I wonder if the reason we're having this debate is because we're 
confusing two levels of interpretation which should be distinguished?

I am thinking about <del> and chums in the context *only* of manuscripts 
and other objects which don't have any XML markup natively in them. When 
we add the <del> we are identifying acts of deletion expressed in other 
ways.  So in Gaby's excellent example

<persName>Joannis Priskos<delSpan spanTo="#a"/>III</persName>, 
of<placeName>the
Tauric<anchor xml:id="#a"/>  Chersonese</placeName>

the problem is that the <persName> and <placeName> markup belong to a 
different layer of interpretation from the <delSpan>. If we had some 
mechanism for doing so, we'd want to be able to say that the 
</placeName> should magically be transformed into a </persName> after 
the application of the deletion. Suppose (as I suggested earlier) the 
manuscript had some defined set of conventions for distinguishing names 
of persons from those of places, say colour of ink. The conscientious 
scribe making the deletion would presumably in that situation want to 
indicate that the colour of ink used for Chersonese was now wrong -- and 
might even do so by retracing it in a different colour!

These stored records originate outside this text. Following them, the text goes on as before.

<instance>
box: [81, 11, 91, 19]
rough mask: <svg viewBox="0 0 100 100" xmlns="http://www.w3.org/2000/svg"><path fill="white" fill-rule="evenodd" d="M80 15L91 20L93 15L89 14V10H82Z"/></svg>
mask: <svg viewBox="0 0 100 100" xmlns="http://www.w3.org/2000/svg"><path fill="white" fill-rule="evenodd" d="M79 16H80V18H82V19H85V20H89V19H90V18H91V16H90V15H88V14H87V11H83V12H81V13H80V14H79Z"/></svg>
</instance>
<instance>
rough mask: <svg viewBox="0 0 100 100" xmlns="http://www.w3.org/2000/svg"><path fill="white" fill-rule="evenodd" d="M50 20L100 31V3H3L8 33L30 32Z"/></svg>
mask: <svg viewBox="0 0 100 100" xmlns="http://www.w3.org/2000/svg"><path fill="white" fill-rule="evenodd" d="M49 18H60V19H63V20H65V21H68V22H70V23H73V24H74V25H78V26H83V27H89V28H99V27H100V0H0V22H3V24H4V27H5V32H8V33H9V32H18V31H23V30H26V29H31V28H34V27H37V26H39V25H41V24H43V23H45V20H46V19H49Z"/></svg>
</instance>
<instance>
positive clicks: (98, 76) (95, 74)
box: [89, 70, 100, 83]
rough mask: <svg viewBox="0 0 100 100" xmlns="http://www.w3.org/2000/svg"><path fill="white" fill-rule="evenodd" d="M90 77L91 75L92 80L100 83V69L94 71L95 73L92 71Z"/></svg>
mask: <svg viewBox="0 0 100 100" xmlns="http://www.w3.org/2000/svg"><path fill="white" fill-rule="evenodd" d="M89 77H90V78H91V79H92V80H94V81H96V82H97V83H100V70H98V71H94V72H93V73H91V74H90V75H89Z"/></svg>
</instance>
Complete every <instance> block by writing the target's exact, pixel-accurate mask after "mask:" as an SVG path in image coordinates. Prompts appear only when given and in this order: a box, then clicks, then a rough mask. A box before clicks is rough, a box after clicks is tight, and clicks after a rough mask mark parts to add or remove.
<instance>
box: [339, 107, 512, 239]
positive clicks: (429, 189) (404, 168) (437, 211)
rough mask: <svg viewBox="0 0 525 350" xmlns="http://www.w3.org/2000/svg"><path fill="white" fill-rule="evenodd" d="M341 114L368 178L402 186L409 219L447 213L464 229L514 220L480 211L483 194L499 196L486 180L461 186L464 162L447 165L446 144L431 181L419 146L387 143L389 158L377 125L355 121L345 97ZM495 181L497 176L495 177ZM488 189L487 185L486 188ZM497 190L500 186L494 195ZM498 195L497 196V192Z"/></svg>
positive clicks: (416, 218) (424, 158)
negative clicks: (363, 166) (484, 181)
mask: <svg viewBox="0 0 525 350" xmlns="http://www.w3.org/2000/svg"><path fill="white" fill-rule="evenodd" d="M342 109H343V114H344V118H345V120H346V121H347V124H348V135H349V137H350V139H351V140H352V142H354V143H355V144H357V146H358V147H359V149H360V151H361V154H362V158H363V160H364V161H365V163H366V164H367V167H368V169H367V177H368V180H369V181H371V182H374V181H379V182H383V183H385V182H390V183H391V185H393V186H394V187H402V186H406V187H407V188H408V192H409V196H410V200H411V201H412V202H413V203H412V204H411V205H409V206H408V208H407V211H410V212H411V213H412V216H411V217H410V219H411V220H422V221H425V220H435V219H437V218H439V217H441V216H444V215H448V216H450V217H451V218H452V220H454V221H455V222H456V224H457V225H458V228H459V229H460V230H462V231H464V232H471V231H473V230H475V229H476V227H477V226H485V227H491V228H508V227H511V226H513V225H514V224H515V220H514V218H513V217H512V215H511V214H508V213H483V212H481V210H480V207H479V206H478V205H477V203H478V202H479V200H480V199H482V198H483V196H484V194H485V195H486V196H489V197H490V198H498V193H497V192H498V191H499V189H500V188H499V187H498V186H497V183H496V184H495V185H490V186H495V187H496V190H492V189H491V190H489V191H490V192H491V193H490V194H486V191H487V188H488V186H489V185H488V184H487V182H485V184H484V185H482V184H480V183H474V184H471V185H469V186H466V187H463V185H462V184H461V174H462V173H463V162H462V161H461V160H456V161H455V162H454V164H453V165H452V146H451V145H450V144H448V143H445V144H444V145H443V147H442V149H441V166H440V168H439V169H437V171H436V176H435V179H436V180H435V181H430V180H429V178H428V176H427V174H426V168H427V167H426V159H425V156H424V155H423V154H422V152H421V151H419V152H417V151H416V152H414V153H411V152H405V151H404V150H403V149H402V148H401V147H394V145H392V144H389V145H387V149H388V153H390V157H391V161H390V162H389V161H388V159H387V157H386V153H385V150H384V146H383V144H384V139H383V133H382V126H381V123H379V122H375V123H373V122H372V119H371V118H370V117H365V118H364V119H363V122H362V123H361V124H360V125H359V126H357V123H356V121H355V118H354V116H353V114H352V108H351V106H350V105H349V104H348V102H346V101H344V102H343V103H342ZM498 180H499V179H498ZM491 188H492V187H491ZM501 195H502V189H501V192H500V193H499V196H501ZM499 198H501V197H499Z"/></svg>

I dn't have a practical solution to offer I'm afraid, other than to 
enunmerate clearly the limitations and problems implicit in using 
@spanTo. Maybe Syd was right and it just is more trouble than it's worth.



On 22/08/11 12:22, Gabriel Bodard wrote:

> I'm not convinced that we can make this call in either direction, to be
> honest. The idea that a spanning element implied the deletion of all
> content and markup between the beginning and the end is problematic in
> any case where the deletion element is not a simple part of the
> hierarchy--that is to say in exactly those cases where<delSpan>  would
> be used. In terms of XML semantics, surely it's very problematic to
> delete the string "</persName>  abc<persName>" and assume the remaining
> opening and closing tags form a single element. (Indeed many graphical
> XML editors don't allow you to do this.)
>
> I also don't think that a case like:
>
> <persName>Joannis Priskos<delspan/>III</persName>, of<placeName>the
> Tauric<anchor/>  Chersonese</placeName>
>
> is as much of an outlier as is implied by James's admonition to the
> coder to avoid using delSpan to leave behind ill-formed XML. By
> definition it's going to happen: if it weren't, delSpan wouldn't be needed.
>
>> I think providing two deletions when there is a single line (without
>> indicating that these are fragmentary elements or something like that)
>> is encoding an untruth.
>
> This would only be the case if it is implied (which you're assuming it
> is, but I don't see why we have to) that a single<del>  element
> represents a single (and the entirety of) act of deletion/correction. If
> a single act of deletion effaces the last couple of words on each of
> four lines, we'd have to represent that with 4 del elements, I think,
> although it's a single act.
>
> Having said all this, I don't know that I have an answer to the question
> of how to interpret markup between a spanTo and its anchor. Maybe assume
> any completely contained elements are deleted, but any elements that
> close after the spanTo should be closed at that point, and any that open
> before the anchor should be opened at that point? Or expect the coder to
> document in the encodingDesc how any difficult cases should be handled?